Huawei began to "sell shovel people" in the era of AI gold panning, genius teenager revealed "secret weapon"

On July 14, Huawei released two new products for the era of AI big models, providing storage solutions for basic model training, industry model training, and subdivision scenario model training and inference, so as to better release new AI momentum.

Zhou Yuefeng, President of Huawei's Data Storage Product Line, released a new AI storage product

Just seven days ago, at the Huawei Developer Conference 2023 (Cloud), Huawei released Pangu Model 3.0, a series of industry-oriented large models, which can provide a series of basic large models with 10 billion parameters, 38 billion parameters, 710 parameters, and 100 billion parameters, to meet the diversified needs of different scenarios, different delays, and different response speeds, including knowledge Q&A, copywriting generation, and code generation of NLP large models, as well as image generation and image understanding capabilities of multimodal large models.

Since the advent of ChatGPT in November 2022, emerging technologies represented by pre-trained large models have accelerated the development of a new generation of artificial intelligence, setting off a global arms race for AI large models. In this competition, in addition to launching a series of large models for industry applications, Huawei also became a "shovel seller" in the era of AI gold panning.

In the era of AI gold rush, Huawei became a "shovel seller"

The three elements of the AI big model era: computing power, algorithms and data. According to Zhou Yuefeng, President of Huawei's Data Storage Product Line, data and the quality of data determine the height of AI intelligence. To develop the artificial intelligence industry, we must attach importance to the digital recording of data and information.

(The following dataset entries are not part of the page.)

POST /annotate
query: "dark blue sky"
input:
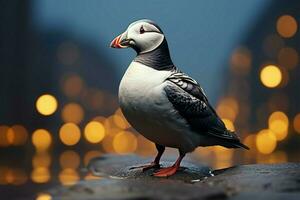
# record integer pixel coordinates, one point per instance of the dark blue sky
(201, 33)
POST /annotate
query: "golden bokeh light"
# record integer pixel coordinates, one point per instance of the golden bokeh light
(94, 132)
(90, 155)
(229, 124)
(68, 176)
(41, 139)
(17, 135)
(46, 104)
(279, 124)
(72, 85)
(270, 76)
(69, 159)
(286, 26)
(40, 175)
(44, 196)
(266, 141)
(90, 176)
(69, 134)
(125, 142)
(72, 112)
(3, 136)
(288, 57)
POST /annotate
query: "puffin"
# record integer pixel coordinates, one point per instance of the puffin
(162, 103)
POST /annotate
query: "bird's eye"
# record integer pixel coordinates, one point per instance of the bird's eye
(142, 30)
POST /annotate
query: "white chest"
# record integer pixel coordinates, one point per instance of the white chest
(139, 86)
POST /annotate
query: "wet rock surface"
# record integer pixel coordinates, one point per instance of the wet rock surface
(117, 181)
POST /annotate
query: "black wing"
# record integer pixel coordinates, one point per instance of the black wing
(189, 99)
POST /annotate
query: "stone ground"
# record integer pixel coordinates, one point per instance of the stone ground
(278, 181)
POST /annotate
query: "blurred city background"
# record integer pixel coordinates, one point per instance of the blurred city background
(59, 81)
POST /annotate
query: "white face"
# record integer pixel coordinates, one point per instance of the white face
(143, 36)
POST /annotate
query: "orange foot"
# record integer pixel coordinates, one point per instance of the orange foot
(165, 172)
(146, 167)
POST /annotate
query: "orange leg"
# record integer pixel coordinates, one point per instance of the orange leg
(155, 163)
(169, 171)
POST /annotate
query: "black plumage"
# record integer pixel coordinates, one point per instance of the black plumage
(189, 99)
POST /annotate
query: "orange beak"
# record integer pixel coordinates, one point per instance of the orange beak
(116, 42)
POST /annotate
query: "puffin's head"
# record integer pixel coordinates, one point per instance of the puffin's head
(142, 35)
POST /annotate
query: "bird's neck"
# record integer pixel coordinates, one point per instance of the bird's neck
(158, 59)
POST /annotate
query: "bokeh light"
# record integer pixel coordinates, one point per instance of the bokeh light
(40, 175)
(44, 196)
(266, 141)
(90, 155)
(278, 124)
(72, 112)
(69, 134)
(296, 123)
(94, 132)
(41, 139)
(17, 135)
(271, 76)
(286, 26)
(125, 142)
(46, 104)
(3, 136)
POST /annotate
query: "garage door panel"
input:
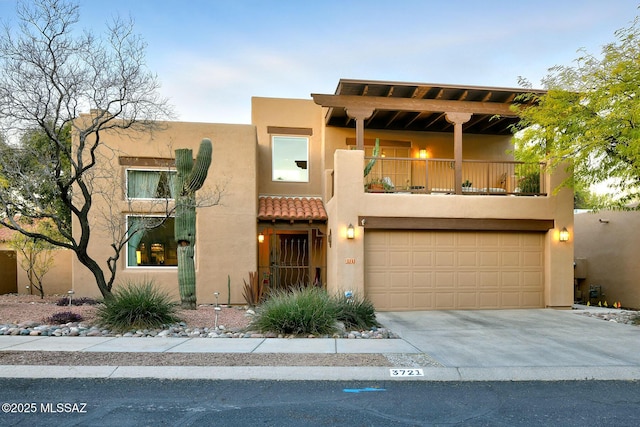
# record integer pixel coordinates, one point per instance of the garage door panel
(422, 258)
(445, 259)
(376, 257)
(467, 259)
(421, 280)
(400, 279)
(445, 279)
(489, 258)
(467, 300)
(422, 301)
(400, 299)
(425, 270)
(489, 300)
(445, 301)
(531, 299)
(467, 279)
(399, 258)
(489, 279)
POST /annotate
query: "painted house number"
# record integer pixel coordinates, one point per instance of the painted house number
(407, 373)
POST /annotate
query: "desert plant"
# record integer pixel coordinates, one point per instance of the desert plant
(63, 317)
(76, 301)
(530, 183)
(356, 312)
(139, 306)
(189, 179)
(254, 292)
(302, 310)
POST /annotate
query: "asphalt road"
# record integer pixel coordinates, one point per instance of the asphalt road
(70, 402)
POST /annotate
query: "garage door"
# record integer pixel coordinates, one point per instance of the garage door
(441, 270)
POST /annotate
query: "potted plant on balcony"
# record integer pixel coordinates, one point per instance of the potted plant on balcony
(379, 185)
(530, 183)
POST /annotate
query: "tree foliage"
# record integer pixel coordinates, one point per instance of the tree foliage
(590, 116)
(50, 72)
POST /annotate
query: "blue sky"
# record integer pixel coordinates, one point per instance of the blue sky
(213, 56)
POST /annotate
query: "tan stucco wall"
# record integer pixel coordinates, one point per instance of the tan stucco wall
(350, 201)
(288, 113)
(608, 241)
(438, 145)
(57, 281)
(226, 233)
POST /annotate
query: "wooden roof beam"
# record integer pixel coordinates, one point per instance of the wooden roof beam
(408, 104)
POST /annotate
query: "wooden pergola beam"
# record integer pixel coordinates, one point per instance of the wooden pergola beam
(412, 104)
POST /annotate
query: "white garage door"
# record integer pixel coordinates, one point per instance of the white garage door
(441, 270)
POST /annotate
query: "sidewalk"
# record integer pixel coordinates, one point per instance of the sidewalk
(505, 345)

According to Zhou Yuefeng's observation, the training efficiency of foreign ChatGPT large models is higher and easier, and the core reason is that in the digitization stage, more English data has been recorded, far more than Chinese data. The mainland has developed a large number of data centers, relatively more computing power, and relatively little storage power, a lot of high-value information has not been recorded, which will restrict the high-quality development of the mainland's artificial intelligence industry in the long run.

For enterprises, in the process of developing and implementing large model applications, they also face four major challenges due to data storage problems. Zhou Yuefeng pointed out that first of all, the data preparation time is long, the data sources are scattered, the aggregation is slow, and it takes about 10 days to preprocess 100TB of data. Secondly, the multimodal large model uses massive text and images as the training set, and the loading speed of the current massive small files is less than 100MB/s, and the loading efficiency of the training set is low. Third, the parameters of large models are frequently tuned, the training platform is unstable, and the training interruption occurs on average about 2 days, which requires the Checkpoint mechanism to resume training, and the failure recovery takes more than one day. Finally, large models have high implementation thresholds, complicated system construction, and difficult resource scheduling, and GPU resource utilization is usually less than 40%.

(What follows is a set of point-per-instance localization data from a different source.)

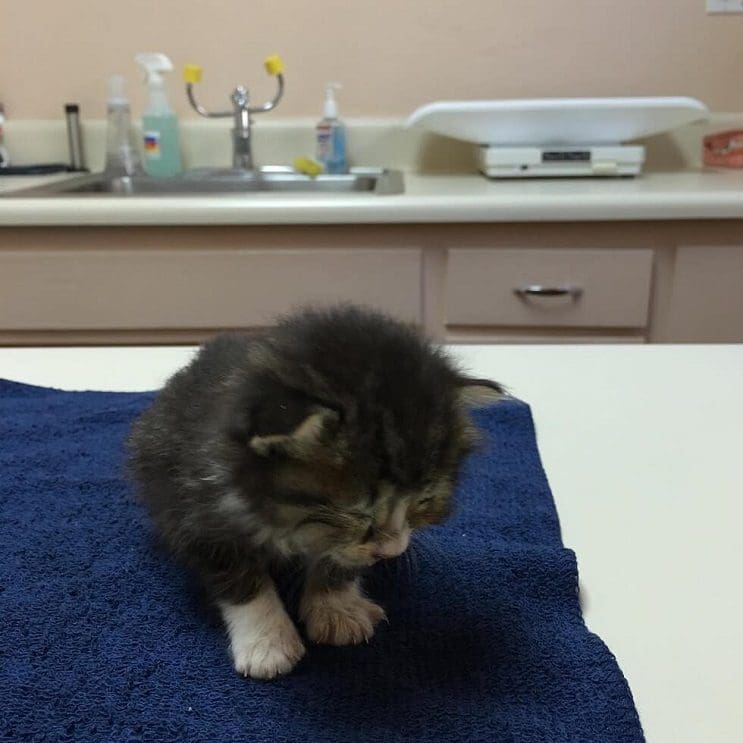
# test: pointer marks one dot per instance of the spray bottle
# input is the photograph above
(162, 149)
(331, 135)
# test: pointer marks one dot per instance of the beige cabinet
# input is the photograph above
(566, 282)
(530, 287)
(707, 294)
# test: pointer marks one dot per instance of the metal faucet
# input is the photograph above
(242, 111)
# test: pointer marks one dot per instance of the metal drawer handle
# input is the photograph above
(537, 290)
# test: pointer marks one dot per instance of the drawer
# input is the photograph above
(231, 288)
(612, 287)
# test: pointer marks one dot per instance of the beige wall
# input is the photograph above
(391, 55)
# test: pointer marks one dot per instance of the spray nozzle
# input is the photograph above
(330, 108)
(154, 63)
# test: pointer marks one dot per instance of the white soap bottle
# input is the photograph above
(122, 155)
(331, 135)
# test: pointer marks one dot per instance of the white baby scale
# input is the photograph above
(558, 137)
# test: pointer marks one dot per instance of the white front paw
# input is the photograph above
(263, 639)
(268, 656)
(342, 617)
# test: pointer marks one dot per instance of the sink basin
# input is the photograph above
(209, 182)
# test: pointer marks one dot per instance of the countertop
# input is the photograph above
(641, 445)
(701, 194)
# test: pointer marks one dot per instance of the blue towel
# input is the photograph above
(103, 638)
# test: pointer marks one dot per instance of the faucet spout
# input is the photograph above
(242, 112)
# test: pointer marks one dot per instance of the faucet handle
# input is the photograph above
(274, 65)
(192, 73)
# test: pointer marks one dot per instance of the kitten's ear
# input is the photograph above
(302, 442)
(477, 393)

At the press conference on July 14, Huawei responded to the development trend of AI in the big model era and launched the OceanStor A310 deep learning data lake storage and FusionCube A3000 training/push hyperconverged appliance for large-model applications in different industries and scenarios.

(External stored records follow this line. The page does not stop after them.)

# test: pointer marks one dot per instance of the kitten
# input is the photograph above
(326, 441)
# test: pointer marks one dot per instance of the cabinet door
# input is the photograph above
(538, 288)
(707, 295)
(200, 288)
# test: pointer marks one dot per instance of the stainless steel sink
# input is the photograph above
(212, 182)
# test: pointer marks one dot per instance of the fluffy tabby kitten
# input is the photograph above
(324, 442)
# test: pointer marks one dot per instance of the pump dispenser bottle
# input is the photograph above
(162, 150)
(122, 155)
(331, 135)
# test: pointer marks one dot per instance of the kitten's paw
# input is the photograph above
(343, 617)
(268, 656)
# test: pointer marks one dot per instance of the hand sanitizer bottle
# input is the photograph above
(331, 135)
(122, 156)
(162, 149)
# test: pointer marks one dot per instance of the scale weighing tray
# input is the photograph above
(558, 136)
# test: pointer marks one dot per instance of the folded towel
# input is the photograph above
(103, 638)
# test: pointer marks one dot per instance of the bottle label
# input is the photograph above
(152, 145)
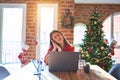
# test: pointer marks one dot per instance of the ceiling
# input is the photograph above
(97, 1)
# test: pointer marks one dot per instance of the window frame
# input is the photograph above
(13, 5)
(55, 6)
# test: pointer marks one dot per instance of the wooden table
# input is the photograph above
(27, 73)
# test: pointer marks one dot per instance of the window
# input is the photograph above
(46, 23)
(12, 31)
(112, 31)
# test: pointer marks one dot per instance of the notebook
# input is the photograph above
(63, 61)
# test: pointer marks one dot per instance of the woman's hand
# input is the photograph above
(55, 46)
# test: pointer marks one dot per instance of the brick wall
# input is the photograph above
(80, 11)
(31, 20)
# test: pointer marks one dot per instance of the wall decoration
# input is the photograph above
(67, 20)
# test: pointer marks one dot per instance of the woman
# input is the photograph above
(58, 43)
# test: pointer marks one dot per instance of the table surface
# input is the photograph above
(27, 73)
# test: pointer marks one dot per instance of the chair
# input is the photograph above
(3, 72)
(115, 71)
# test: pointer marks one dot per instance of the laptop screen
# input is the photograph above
(63, 61)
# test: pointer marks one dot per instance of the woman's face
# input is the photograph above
(57, 37)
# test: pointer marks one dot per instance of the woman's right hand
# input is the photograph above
(55, 46)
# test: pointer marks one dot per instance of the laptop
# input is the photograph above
(63, 61)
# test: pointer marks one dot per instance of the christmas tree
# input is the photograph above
(95, 48)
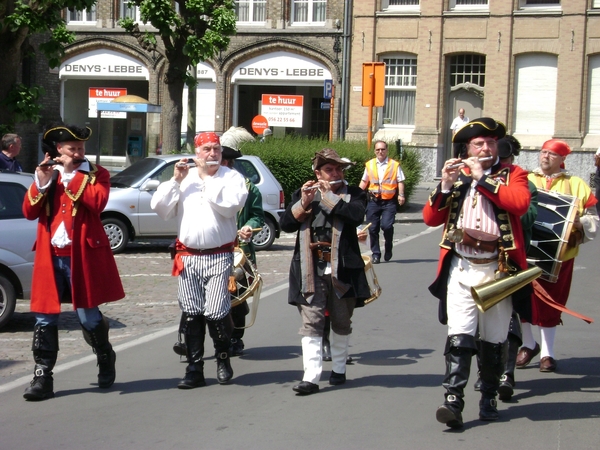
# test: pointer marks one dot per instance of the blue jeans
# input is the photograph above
(381, 214)
(88, 317)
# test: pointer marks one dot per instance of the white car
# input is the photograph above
(128, 215)
(16, 243)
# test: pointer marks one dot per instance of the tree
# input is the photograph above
(20, 19)
(191, 31)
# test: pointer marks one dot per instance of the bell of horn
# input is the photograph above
(488, 294)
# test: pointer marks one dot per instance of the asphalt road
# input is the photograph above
(389, 401)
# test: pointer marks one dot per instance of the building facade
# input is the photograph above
(532, 64)
(284, 50)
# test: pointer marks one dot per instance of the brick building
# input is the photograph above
(284, 48)
(532, 64)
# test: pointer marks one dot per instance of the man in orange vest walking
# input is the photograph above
(384, 181)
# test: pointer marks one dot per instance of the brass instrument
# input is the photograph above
(488, 294)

Zhou Yuefeng introduced that OceanStor A310 is born for intelligent data, which can realize the entire storage support work from data aggregation, preprocessing to model training and inference. The OceanStor A310 supports 96 flash drives with a bandwidth of 400G/s. In other words, more than 200 high-definition movies can be transmitted every second. IOPS reaches 12 million and supports horizontal scaling of up to 4,096 nodes. Near-data preprocessing is realized through near-memory computing, reducing data migration and improving preprocessing efficiency by 30%.

The FusionCube A3000 training/push hyperconverged appliance integrates OceanStor A300 high-performance storage nodes, training/push nodes, switching devices, AI platform software, and management and maintenance software for large-scale model training and inference scenarios in the industry, providing a one-stop deployment and delivery experience for large-model enterprises.

Zhou Yuefeng introduced that the training/push nodes and storage nodes of the appliance can be independently and horizontally expanded to match the model requirements of different scales. At the same time, FusionCube A3000 implements multiple model training and inference tasks and shares GPUs through high-performance containers, increasing resource utilization from 40% to more than 70%.

Zhou Yuefeng, President of Huawei's Data Storage Product Line, said: "In the era of big models, data determines the height of AI intelligence. As a carrier of data, data storage has become the key infrastructure of AI large models. Huawei will continue to innovate in the future, provide diversified solutions and products for the era of AI big models, and work with partners to promote AI empowerment in various industries. ”

Huawei's genius teenager reveals "secret weapon"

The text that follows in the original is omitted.